I’m standing in the Center for Latin American Studies. Twilight bleeds the place of its bustle and multiple dialects of Spanish. Most of the lights are turned off, most of the doors are shut. The remains of a party litter the flat surfaces — appetizer platters with the shrimp all gone, picked-over pizza getting cold, opened bottles of wine. A colleague of mine passed her orals today and the department threw a goddamn fiesta to celebrate. When I passed my orals I didn’t even rate a slap on the ass. That’s the kind of warm affection I engender in people. I’d be pissed about it, except the sentiment is mutual.
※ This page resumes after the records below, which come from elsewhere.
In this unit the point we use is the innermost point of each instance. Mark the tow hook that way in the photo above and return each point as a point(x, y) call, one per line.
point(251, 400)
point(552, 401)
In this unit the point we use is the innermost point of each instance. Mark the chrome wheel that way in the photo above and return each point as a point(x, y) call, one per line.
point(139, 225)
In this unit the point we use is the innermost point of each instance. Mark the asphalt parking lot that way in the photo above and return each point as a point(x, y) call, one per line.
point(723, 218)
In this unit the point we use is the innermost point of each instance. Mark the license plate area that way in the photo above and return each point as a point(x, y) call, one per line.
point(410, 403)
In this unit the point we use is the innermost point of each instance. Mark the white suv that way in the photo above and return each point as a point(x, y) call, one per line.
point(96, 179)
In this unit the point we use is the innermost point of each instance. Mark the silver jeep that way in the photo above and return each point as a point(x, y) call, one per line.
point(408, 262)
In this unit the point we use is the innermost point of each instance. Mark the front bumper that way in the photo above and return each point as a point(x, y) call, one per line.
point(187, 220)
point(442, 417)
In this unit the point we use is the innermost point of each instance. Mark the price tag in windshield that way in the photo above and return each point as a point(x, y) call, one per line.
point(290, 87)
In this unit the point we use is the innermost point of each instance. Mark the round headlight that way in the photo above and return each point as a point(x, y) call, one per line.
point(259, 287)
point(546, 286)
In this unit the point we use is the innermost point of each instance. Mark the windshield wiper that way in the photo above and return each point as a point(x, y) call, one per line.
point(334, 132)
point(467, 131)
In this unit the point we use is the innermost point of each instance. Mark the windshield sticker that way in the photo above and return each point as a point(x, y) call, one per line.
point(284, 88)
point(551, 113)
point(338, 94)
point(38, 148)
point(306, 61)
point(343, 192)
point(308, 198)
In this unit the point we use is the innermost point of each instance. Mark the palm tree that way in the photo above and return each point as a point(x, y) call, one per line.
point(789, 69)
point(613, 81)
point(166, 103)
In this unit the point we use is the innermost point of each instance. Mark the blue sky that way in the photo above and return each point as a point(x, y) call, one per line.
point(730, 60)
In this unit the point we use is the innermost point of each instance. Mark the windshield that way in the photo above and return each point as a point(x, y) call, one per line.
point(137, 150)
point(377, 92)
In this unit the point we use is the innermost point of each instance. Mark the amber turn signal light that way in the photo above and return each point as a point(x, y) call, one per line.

I grab a bottle of something red and swig directly from it. Cabernet sauvignon. A good one, way better than the stuff I can afford. But I abandon it when I discover a lambrusco that hasn’t even been opened yet. I stuff the torpedo-shaped bottle into my backpack, next to the week’s undergrad papers for Introduction to European History. I need to stop carrying them around and start grading them.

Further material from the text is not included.